Feckless, Gormless, and the bull, Lost Positive

At dinner Friday night, some musing with a friend about a mutual acquaintance who, I allowed, had once been a feckless young man, which set the two of us onto the word feckless, a “lost positive”, there being no corresponding feckful, or (in modern English) a noun feck for feckless to be based on. That led me (well after dinner) to gormless and to Stella Gibbons’s amazing parody Cold Comfort Farm, where we find the farm’s cows Aimless, Graceless, Feckless, and Pointless (and the bull, Big Business).

Local background. A 5/16/13 posting “Morphology for swine”, with a Pearls Before Swine featuring ruthless (no ruthful or noun ruth) and disgruntled (no gruntled); a link to an enthusiast site on lost positives; and a link to Michael Quinion on -less.

And (I’ll need this in a moment) a 10/3/15 posting “Stark morning names”, including the family name Starkadder from Cold Comfort Farm (with some discussion of the book).

Feckless and gormless. On to NOAD2 on feckless:

feckless adjective lacking initiative or strength of character; irresponsible: a feckless mama’s boy | an unfortunate example of feckless filmmaking | the feckless exploitation of the world’s natural resources. ORIGIN late 16th cent.: from Scots and northern English dialect feck (from effeck, variant of effect) + –less.

So: a northern British dialect noun serving as the base for an adjective in –less, which spread to general English while the base noun did not.

Then to gormless, equally now a negative adjective with no positive counterpart or base noun in the standard language, and equally from a British dialect noun, but otherwise different in most of the details.

From NOAD2:

gormless adjective Brit. informal lacking sense or initiative; foolish: a constantly grinning, rather gormless boy. ORIGIN mid 18th cent. (originally as gaumless): from dialect gaum ‘understanding’ (from Old Norse gaumr ‘care, heed’) + -less.

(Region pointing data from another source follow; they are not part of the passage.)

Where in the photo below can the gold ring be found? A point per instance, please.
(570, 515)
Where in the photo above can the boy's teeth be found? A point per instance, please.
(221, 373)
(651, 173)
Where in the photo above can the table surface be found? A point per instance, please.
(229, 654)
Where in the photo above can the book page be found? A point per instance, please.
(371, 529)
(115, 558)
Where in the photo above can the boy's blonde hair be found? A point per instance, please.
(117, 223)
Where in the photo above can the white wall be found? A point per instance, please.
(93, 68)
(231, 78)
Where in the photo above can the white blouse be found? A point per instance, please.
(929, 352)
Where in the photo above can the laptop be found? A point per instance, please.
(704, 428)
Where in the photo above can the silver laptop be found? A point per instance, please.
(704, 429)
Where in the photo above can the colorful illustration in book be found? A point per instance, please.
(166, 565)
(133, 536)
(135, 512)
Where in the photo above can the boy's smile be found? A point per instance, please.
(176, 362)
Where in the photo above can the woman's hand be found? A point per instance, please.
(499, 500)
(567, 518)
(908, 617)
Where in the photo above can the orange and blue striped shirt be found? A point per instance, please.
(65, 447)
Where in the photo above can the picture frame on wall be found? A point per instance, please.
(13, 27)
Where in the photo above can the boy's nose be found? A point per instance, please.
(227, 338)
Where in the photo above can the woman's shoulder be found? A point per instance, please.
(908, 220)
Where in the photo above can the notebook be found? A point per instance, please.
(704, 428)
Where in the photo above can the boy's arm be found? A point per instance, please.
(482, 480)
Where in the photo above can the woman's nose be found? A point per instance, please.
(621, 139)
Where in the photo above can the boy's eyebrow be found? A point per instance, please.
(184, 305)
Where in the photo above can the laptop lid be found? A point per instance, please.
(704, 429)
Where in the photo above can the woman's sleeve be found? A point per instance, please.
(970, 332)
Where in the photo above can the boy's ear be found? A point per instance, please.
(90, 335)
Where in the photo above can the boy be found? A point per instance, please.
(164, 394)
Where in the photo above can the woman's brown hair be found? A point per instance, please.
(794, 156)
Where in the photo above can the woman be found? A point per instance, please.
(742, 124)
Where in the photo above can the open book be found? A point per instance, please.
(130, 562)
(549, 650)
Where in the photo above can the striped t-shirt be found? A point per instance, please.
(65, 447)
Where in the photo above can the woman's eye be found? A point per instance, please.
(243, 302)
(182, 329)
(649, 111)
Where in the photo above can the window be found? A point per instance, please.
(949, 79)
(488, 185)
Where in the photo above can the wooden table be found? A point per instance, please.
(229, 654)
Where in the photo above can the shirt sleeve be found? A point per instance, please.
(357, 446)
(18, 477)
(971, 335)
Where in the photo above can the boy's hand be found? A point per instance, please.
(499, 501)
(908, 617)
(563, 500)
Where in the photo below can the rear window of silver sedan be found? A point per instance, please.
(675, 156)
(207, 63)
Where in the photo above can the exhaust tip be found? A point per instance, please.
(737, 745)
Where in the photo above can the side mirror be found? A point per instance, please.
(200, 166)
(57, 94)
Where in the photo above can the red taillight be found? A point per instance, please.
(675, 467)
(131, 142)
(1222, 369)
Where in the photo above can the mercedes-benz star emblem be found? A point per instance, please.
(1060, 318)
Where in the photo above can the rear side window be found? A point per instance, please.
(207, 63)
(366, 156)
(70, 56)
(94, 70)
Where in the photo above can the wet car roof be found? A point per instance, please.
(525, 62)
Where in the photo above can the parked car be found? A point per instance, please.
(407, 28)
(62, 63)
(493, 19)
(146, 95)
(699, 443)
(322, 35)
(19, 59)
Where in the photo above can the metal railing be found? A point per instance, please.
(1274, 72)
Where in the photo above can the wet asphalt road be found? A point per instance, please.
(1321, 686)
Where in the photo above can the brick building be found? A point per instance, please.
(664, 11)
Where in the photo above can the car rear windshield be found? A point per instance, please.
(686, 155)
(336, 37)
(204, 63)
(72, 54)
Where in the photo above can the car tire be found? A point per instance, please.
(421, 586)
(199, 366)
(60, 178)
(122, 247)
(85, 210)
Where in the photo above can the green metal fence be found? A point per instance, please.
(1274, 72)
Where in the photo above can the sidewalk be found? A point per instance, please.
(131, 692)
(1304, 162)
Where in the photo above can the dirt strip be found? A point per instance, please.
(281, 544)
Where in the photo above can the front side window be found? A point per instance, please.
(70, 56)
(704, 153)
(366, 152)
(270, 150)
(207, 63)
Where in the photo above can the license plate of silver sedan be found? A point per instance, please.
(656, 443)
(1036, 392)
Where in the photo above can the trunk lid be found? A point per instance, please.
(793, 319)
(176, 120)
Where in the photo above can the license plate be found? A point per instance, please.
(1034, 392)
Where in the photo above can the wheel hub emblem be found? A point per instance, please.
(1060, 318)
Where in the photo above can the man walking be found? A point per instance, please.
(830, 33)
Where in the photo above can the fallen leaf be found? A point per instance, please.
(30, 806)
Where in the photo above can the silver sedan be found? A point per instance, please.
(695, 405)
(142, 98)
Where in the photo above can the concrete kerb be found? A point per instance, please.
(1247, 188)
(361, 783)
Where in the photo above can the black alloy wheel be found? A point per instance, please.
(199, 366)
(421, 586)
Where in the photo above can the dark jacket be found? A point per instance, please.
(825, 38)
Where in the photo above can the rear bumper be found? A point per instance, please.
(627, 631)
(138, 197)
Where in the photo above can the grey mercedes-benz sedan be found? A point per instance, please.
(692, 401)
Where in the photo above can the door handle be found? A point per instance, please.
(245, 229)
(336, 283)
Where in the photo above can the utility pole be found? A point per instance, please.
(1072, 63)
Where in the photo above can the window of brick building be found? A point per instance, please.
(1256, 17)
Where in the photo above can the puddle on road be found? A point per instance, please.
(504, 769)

Wright’s English Dialect Dictionary (1898) has the noun gaum (also spelled gawm) from dialects all over the countryside, from Sussex to Yorkshire at least (it surely was attested in Scotland as well); it seems to have been general British (but non-standard), as was the derived adjective gormless, but the adjective managed to spread into the standard language, though only as an informal, slangy word. Then, although the adjective spread to Canada and Australia, it doesn’t seem to have gotten naturalized in the U.S.

In any case, in standard British English (and related varieties) the adjective gormless is now another isolated negative, lacking both a positive counterpart and a base noun.

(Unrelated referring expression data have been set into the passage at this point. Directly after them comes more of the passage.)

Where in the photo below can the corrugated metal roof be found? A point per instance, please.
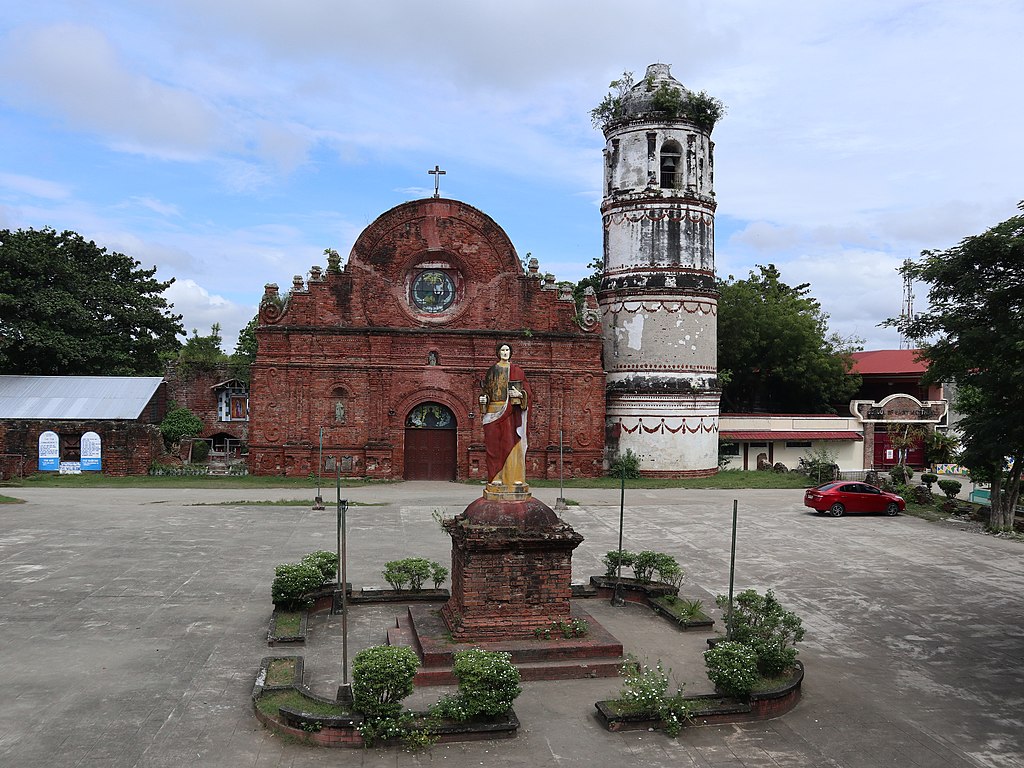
(70, 397)
(737, 434)
(891, 361)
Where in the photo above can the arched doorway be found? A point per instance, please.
(430, 442)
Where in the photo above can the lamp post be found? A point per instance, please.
(345, 689)
(616, 596)
(318, 501)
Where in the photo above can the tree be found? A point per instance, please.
(70, 307)
(774, 349)
(245, 350)
(202, 352)
(973, 334)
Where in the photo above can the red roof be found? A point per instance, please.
(892, 361)
(807, 434)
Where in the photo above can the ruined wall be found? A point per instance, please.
(658, 301)
(353, 353)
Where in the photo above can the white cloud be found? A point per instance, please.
(32, 186)
(75, 73)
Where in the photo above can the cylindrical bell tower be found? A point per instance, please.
(658, 300)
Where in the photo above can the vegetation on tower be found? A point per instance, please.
(663, 100)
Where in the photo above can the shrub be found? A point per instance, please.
(760, 623)
(668, 569)
(179, 422)
(615, 558)
(626, 465)
(950, 487)
(326, 562)
(901, 474)
(645, 689)
(382, 677)
(292, 582)
(201, 450)
(437, 574)
(488, 683)
(819, 465)
(644, 564)
(732, 668)
(413, 571)
(923, 495)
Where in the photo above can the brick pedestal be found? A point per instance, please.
(511, 570)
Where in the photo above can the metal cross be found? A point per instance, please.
(437, 173)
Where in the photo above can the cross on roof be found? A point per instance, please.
(437, 173)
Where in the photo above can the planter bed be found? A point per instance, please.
(698, 621)
(272, 638)
(713, 709)
(320, 721)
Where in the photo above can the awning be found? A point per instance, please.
(802, 435)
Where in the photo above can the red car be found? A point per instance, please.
(840, 497)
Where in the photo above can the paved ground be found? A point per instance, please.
(133, 622)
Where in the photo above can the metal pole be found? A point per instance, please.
(560, 502)
(616, 597)
(318, 503)
(732, 571)
(344, 690)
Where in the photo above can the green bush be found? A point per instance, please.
(732, 668)
(413, 571)
(668, 569)
(643, 565)
(615, 558)
(201, 450)
(901, 474)
(645, 689)
(292, 582)
(437, 574)
(628, 463)
(326, 562)
(819, 465)
(488, 683)
(382, 677)
(760, 623)
(179, 422)
(950, 487)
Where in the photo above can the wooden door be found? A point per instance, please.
(430, 454)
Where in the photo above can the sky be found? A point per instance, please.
(228, 143)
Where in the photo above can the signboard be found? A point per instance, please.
(91, 453)
(49, 452)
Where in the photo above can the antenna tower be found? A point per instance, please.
(906, 313)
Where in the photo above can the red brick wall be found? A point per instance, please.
(128, 446)
(354, 332)
(194, 389)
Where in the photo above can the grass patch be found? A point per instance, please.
(730, 478)
(286, 624)
(282, 671)
(285, 503)
(773, 683)
(269, 702)
(681, 608)
(930, 512)
(97, 480)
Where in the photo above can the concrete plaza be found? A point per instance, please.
(133, 623)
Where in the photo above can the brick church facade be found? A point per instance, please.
(384, 357)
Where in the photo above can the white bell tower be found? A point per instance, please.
(658, 300)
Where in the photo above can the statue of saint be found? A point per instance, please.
(505, 404)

That gave me feckless and gormless, so of course Cold Comfort Farm sprung to my mind, and in my mind the parody’s cows Aimless, Graceless, Feckless, and Pointless (and the bull, Big Business) became, in a parody of the parody, Feckless and Gormless (and the bull, Lost Positive). Now to imagine the doings on the farm.

 

8 Responses to “Feckless, Gormless, and the bull, Lost Positive”

  1. arnold zwicky Says:

    From Mike Pope:

    I’m sure you know Jack Winter’s “How I Met My Wife” from the NYer, but on the small chance that you don’t …
    https://beebo.org/smackerels/how-i-met-my-wife.html

    Among the great many things on “lost positives”, this is a gem — and it has some negative polarity items as well as morphological cases.

    • Robert Coren Says:

      This is indeed hilarious. Along these lines, I decided after last night’s baseball game, in which the Red Sox handed the Orioles their first loss of the season, that clearly the Orioles were vincible after all (indeed, the Sox had just vinced them). And I recalled that a year or two ago I remarked of a friend whose life seemed to consist of one misfortune after another that they were distinctly lacking in hap.

  2. georgevreilly Says:

    Feck is a word in Hiberno-English, but its uses bear little relation to feckless. It’s mostly used as a milder form of “fuck” (curse), as in “that fecking eejit”, or occasionally to steal.

    https://en.wikipedia.org/wiki/Feck says it’s also used in Scots.

    • arnold zwicky Says:

      From NOAD2:

      feck exclamation Irish informal used to to express annoyance, frustration, impatience, or surprise. ORIGIN 1990s: euphemism for fuck (exclamation).

  3. georgevreilly Says:

    Feck goes back considerably further than the 1990s as a euphemism for fuck. I heard it often in the 1970s and 80s while growing up in Dublin.

    • arnold zwicky Says:

      No doubt it does. But lexicographers go on when a word appears in print, and for good reason: people’s memories about what they said or heard when are notoriously undependable (even when these memories seem absolutely clear and vivid).

      That said, for many sorts of words, it’s pretty much a sure thing that they were used in speech well before someone put them into writing.

  4. Bob Richmond Says:

    Have you ever met someone who wasn’t entirely feckless, but was possessed of no more than, say, 600 millifecks?